I am not sure exactly what kind of experimentation they are referring to. There are occaisions when a trauma patient will not survive, when new or experimental procedures are tried. I know that spinal cord injuries have a much higher chance of survival because of some early experiments. Injecting the spinal fluid with steroids immediately has now proven to reduce injury and provide a much better diagnosis.
As for consent, if available we always try to get consent from either the patient, or available family. If we can’t and the patient will almost certainly die, we will try whatever we can to keep the patient alive until a relative is reached. If there is a possible treatment out there, which might help, this is the perfect time to give it a try. Sometimes it works really well too.
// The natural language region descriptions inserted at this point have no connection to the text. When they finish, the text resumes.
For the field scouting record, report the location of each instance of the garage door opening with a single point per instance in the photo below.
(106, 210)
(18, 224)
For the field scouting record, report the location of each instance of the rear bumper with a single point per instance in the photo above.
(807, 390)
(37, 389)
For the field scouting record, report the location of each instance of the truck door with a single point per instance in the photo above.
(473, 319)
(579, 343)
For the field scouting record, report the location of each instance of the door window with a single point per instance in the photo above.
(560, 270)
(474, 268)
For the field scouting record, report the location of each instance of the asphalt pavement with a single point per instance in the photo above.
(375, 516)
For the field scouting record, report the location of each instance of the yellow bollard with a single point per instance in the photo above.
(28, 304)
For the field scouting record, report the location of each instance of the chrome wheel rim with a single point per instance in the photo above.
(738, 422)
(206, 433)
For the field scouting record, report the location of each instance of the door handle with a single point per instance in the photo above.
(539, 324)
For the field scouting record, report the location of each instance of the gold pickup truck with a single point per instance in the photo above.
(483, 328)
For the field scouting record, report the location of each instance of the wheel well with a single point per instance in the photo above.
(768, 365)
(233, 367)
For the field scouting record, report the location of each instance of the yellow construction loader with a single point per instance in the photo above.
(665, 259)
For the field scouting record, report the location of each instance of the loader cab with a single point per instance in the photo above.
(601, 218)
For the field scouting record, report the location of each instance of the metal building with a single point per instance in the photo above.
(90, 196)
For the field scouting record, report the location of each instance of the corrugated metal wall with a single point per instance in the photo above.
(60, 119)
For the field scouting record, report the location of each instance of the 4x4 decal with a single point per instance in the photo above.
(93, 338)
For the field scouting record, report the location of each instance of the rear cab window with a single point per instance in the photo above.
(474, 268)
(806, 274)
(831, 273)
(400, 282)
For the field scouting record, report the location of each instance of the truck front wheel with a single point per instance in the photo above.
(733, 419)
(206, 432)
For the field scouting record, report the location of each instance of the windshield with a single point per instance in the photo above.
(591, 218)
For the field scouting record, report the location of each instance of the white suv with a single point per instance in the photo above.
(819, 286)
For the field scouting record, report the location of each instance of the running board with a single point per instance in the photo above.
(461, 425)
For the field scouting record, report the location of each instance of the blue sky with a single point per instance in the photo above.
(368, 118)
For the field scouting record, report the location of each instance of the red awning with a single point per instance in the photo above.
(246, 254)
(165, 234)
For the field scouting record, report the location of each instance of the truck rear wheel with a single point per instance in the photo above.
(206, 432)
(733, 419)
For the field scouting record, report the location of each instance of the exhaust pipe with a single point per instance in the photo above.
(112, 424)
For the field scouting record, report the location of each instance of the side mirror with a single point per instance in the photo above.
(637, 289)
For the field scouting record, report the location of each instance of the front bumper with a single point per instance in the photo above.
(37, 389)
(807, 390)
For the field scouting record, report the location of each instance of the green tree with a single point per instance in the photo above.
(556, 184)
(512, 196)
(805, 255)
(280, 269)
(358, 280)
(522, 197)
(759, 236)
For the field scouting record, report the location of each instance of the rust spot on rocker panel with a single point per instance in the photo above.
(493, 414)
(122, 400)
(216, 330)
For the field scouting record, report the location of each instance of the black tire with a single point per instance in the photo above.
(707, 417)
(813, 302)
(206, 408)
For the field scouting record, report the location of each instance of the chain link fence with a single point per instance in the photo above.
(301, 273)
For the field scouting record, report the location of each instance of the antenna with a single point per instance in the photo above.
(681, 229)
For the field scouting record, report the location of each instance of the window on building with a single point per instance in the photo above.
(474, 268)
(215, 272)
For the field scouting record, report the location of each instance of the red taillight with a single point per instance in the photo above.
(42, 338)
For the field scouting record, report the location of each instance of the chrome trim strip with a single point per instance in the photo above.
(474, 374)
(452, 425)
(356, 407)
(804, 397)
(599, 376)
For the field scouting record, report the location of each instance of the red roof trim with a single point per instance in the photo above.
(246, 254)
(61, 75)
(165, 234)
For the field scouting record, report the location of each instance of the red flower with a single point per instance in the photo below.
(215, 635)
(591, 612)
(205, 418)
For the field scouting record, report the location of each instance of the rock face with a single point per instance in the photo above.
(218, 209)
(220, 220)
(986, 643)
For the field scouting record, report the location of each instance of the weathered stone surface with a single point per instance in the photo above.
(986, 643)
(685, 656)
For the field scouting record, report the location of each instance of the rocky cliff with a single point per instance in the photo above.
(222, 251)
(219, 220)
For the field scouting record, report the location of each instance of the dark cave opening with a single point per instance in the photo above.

The surgeon I know got his early trauma training in Vietnam where it was all about speedy transport, stopping the bleeding and stabilization.
It is evil plain and simple.
This is merely the part they tell us about. Of course, that’s just the tip of the iceberg. I have no faith in any of them, and anyone who does must still be asleep to the madness afoot.
“The surgeon I know got his early trauma training in Vietnam where it was all about speedy transport, stopping the bleeding and stabilization.”
Still the same objectives. It used to be when I was only FF and not paramedicine, that stabilization was necessary before transport. That changed many years ago, and speedy transport is the main objective now. Stabilization is still a goal, but not necessary to transport.
They are doing amazing things in Iraq with trauma medicine, and are saving the wounded in record numbers. These techniques will take a while to reach general practice, but they will get here. One of the benefits of war, I guess.